「身近にあるドラッグ的なものや脱法性に自覚的になることが大切」──「脱法」磯部涼氏
「脱法」磯部涼著
合成大麻、ゾンビたばこ──。これらは、かつて法規制の網をかいくぐり、合法かのように販売されていた。今も、「脱法ドラッグ」と呼ばれて流通している。著者はそんな脱法ドラッグの世界を10年以上追いかけてきた。
「『ルポ川崎』以降、陰惨な事件や社会問題と、そこから生まれる文化の関わりを書いてきましたが、ドラッグと音楽も密接に結びついています。新しい音楽は、貧困などドラッグが身近である環境から生まれることも多いんですね。でも日本では、その関係は見て見ぬふりをされてきた。『脱法』の切り口なら、その周辺にいる若者や文化を書けると思ったんです」
本書は、さまざまなドラッグの製造者、売人、ユーザーら200人を超える人たちに取材して著されたルポルタージュだ。
2000年代半ば、ラッパーがドラッグの売人を意味する「ハスラー」を織り込んで歌った。時のブルーズ(憂鬱な気分)として聴かれたそうだが、著者はそこに就職氷河期の若者の姿を重ねる。
「ハスラーは、巨大な犯罪組織の末端で使われる売人なんですが、非正規雇用の若者たちの比喩として読めると思ったんです。非正規雇用は企業の、ハスラーはヤクザ組織の下っ端。どちらも、そうならざるを得ない時代背景や環境があったんですね」
本書では、10年代前半を「第1次」、20年代を「第2次」脱法ドラッグブームと位置づける。第1次は街々に「合法ハーブ」などの販売店があり、「ガラの悪い人」ばかりか、サラリーマンも高校生も買いに来ていたそうだ。作る側の多くが素人。効果を予測できず、“人体実験”をしながら次第に強いものを作るようになった。結果、14年の池袋暴走事故(車を爆走させ、7人を死傷させた)など脱法ドラッグを吸引し酩酊した状態での事故・事件が相次いだ。以後、規制が強化され、15年には店舗が消滅する。
「ところがその後、大麻由来の希少成分を加工した『半合成カンナビノイド』のリキッドが開発され、第2次のブームがきます。担い手が、第1次ブームはアウトローだったのに対し、第2次ブームはアウトローではない起業家たちなんですね。

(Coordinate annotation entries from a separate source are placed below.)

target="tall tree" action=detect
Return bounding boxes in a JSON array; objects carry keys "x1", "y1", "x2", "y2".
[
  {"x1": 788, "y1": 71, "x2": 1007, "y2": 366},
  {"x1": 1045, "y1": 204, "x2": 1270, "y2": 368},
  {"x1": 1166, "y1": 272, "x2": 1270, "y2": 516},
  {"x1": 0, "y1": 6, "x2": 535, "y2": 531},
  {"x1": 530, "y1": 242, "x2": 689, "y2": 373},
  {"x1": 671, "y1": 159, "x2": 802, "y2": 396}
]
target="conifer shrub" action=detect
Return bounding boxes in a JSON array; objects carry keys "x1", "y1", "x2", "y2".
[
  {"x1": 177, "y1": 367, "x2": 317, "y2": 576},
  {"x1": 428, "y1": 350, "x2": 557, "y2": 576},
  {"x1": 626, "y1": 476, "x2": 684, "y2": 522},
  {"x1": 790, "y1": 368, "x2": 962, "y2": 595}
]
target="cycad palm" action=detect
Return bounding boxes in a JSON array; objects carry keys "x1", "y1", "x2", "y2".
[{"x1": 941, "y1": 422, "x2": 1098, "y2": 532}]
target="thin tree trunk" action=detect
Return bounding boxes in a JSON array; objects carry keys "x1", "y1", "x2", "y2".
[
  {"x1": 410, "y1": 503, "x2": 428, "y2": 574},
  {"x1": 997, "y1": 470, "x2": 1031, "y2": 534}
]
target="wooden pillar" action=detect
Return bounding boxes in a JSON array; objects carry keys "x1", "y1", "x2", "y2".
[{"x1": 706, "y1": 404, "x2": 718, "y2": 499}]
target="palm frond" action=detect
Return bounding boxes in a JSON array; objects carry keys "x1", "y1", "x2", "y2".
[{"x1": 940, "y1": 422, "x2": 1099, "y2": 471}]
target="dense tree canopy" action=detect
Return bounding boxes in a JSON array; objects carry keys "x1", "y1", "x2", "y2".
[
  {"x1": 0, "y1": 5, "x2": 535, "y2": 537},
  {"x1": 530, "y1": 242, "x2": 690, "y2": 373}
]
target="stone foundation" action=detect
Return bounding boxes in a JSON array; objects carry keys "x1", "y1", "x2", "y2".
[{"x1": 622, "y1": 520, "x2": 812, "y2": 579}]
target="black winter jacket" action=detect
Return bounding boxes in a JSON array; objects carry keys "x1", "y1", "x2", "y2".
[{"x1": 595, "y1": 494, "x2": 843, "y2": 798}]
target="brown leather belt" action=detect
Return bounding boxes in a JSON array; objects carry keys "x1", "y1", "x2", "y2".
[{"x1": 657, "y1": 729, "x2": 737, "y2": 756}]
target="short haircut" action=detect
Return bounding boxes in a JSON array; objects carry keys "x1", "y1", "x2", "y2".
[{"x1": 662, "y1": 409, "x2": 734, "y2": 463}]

彼らは海外のカンナビス(大麻)産業にのっとり、日本にもビジネスチャンスがあると考えた。海外で合法的に製造・検査された粉末や液体を輸入し、電子たばこのカートリッジなどにしてネットで販売するようになったわけです」
本書には、第1次に確として「(文化の)社会実験だ」と話すユーザーも、第2次に「トー横でほしいっていうやつにはただで渡している」という男性も登場。脱法ドラッグが一般消費者の隣に近づいている様子が浮かび上がる。
府中市の祭りで、「大麻グミ」を善意で配った男性がいた。もらった側は意識障害を起こして救急搬送された。広島東洋カープの選手たちがゾンビたばこを吸った、飲料企業の会長(当時)が日本では規制対象の成分が含まれるサプリメントをアメリカで買ったことも本書に詳述されている。
「実は、高濃度アルコール飲料も、処方薬を決められた量以上に飲むことも、糖尿病薬を痩身目的で使うことも、広い意味では脱法ドラッグと同じ構図です。身近にあるドラッグ的なものや脱法性に、自覚的になることが大切だと思います」
夏休み真っただ中。合法と違法の境界に広がるグレーゾーンが、今や私たちと地続きにある──と改めて肝が冷やされる。 (大洋図書 1980円)
▽磯部涼(いそべ・りょう) 1978年生まれ。ライター。著書に「ルポ川崎」「令和元年のテロリズム」、共著に「ラップは何を映しているのか-『日本語ラップ』から『トランプ後の世界』まで」など。